Moreover, the very structure of the Islamic regime has evolved into a permanent source of instability. From its inception, the system has been anchored in an apocalyptic religious ideology that has shaped not only politics but also economic life, culture, and foreign policy. This ideology, animated by a self-ascribed historical mission, transcends the rational logic of a modern state. Decision-making, therefore, has been guided not by functional necessities but by ideological and security imperatives. (I have increasingly come to believe that the Islamic regime does not perceive itself as a conventional state. Instead, it acts as a marginal, semi-insurgent force with nothing to lose—resembling groups such as Hamas, Hezbollah, or Hashd al-Shaabi. Interestingly, Putin once referred to it in similar terms as a “rogue” entity.)
Continuous repression has destroyed parties and civil institutions, creating an ever-wider gulf between society and the state.Over the following decades, segments of the ruling establishment began to recognize this contradiction. They understood that governing a complex society in the 21st century through rigid, theological instruments was unsustainable. Attempts were made—under banners such as “reconstruction” and “reform”—to adjust the system, yet always within the same ideological limits. Each time demands for change surfaced, core power centers and autonomous hardline networks blocked them. Thus emerged a dual reality: the necessity of change, and the structural impossibility of realizing it from within. The result has been the cumulative deepening of crises and a progressive erosion of governing capacity.
Consequently, a coherent state in the conventional sense has never fully taken shape within the Islamic regime. What exists instead is a constellation of rival power factions, shifting with each presidential administration, each seeking to consolidate its own position and privileges. These are not merely political rivals, but entrenched networks embedded across institutions. With each change at the top, these networks are reshuffled while the underlying logic persists. Each faction strives to expand its grip over resources—from state contracts to financial assets. Over time, this dynamic has produced a rentier, predatory political economy. Economic decisions serve factional interests, not societal needs. Development projects function primarily as mechanisms for distributing rents. Public wealth is systematically siphoned into private networks—oil rigs can vanish overnight. In such an environment, long-term planning becomes meaningless. Even at managerial levels, instability reigns: each political shift brings sweeping replacements, erasing institutional memory and undermining policy continuity.
A transition beyond the Islamic Republic will not, by necessity, produce a more progressive or stable order—though such a future remains possible and desirable.The real danger becomes evident when this exhausted structure faces an acute crisis.

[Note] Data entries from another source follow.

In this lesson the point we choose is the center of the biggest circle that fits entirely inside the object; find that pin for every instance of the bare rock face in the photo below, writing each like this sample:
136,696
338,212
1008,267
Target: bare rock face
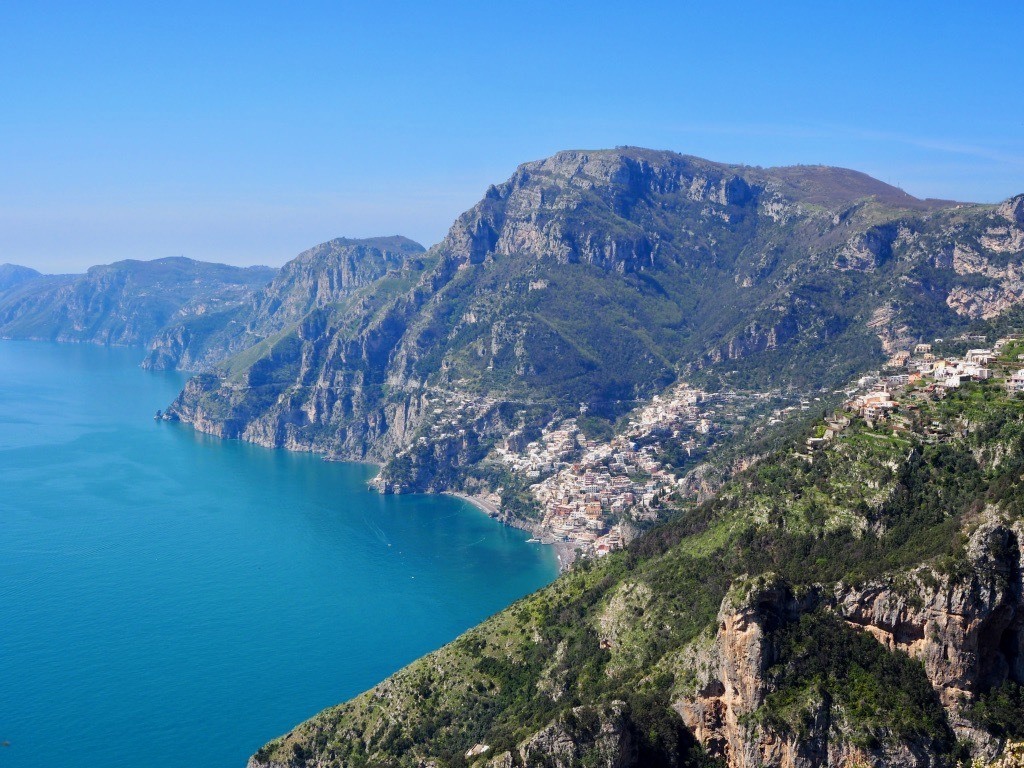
969,632
966,628
584,736
1013,210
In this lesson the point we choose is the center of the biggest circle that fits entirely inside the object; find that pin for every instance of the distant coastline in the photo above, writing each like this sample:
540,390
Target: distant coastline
564,551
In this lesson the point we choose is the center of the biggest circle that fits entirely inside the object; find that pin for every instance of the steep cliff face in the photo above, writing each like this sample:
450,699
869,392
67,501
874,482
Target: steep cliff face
967,630
861,608
12,275
595,279
124,303
315,280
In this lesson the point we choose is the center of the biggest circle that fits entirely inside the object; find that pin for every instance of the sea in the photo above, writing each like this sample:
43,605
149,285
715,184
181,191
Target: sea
173,600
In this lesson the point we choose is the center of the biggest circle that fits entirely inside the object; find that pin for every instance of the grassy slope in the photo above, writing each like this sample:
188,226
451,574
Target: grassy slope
535,662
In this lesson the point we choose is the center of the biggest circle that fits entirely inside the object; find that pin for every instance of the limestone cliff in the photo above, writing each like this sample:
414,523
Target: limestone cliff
595,279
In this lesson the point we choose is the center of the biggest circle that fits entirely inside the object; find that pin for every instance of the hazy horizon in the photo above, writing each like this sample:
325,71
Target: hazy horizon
246,135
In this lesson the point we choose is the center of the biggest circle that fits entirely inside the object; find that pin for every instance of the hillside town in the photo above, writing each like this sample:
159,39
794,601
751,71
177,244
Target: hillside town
587,488
893,395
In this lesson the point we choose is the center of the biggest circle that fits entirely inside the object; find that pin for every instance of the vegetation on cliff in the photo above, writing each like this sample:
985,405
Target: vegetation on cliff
782,548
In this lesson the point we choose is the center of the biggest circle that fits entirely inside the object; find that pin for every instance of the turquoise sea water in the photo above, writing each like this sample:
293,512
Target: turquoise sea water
171,600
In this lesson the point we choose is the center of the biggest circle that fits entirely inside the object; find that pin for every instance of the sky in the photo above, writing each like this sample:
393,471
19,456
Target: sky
247,132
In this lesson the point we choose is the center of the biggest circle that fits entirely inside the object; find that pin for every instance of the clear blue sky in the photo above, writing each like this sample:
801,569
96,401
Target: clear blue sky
249,131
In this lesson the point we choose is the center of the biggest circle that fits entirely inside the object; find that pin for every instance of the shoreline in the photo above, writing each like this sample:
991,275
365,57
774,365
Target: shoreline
564,551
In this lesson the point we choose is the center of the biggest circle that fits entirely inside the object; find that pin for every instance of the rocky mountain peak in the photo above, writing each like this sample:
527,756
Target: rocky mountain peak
1013,210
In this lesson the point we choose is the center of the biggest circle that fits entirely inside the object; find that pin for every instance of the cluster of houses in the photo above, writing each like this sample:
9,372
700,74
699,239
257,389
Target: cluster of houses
584,486
933,375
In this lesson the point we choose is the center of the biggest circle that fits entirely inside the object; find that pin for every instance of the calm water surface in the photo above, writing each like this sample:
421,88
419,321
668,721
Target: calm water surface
172,600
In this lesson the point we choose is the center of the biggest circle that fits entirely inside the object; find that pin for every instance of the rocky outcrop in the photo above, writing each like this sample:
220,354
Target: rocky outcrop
313,281
593,279
584,736
966,628
128,302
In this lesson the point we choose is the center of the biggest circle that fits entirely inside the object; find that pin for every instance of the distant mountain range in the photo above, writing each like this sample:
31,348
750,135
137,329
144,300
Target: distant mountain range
742,633
596,280
127,302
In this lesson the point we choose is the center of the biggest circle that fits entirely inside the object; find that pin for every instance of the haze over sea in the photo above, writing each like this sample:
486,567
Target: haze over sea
171,599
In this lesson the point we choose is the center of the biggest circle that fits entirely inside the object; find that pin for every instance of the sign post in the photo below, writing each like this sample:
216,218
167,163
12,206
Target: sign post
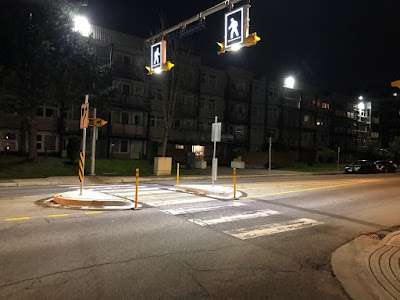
236,28
94,138
158,56
269,155
84,124
215,137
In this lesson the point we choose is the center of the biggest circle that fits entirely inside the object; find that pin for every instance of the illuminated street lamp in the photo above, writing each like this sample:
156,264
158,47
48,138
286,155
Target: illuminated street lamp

The same factions now competing over resources may become the drivers of the “bleak scenario” during collapse. Importantly, this scenario is not chiefly produced by opposition groups. While external opposition may play a role, the core threat stems from forces currently inside the system. Each network, in its bid for survival, may resort to violence—some through direct repression, others through paramilitary or localized armed groups. In such conditions, rivalry over resources may evolve into open conflict. Past experiences—the brutal crackdowns of January 2018 and November 2019, and the regime’s intervention in Syria—show that the ruling establishment recognizes no limits when it comes to violence. This violence is not merely reactive but intrinsic to its mode of survival. When real solutions are unavailable, repression becomes the only remaining tool—not to resolve crises, but to buy time. Yet this delay yields nothing: there is neither a strategy for exit nor the will for transformation. Each new wave of repression only deepens the crisis and moves society closer to explosion.
For this reason, whether in the context of external war or mass protest, the risk of widespread violence is very real. The ruling factions see themselves as the rightful owners of the country—and particularly its wealth—and perceive no viable path toward relinquishing power or achieving peaceful transition. Meanwhile, a society deprived of organization and intermediary institutions lacks the means to manage a complex transition. Continuous repression has destroyed parties and civil institutions, creating an ever-wider gulf between society and the state. In such conditions, large-scale protests risk encountering both extreme violence and the absence of structures capable of guiding them. This volatile mix is what makes the “bleak scenario” genuinely possible. At the regional level, the Islamic Republic’s close ties to aligned militant groups only heighten this risk, allowing domestic crises to escalate and spill beyond borders.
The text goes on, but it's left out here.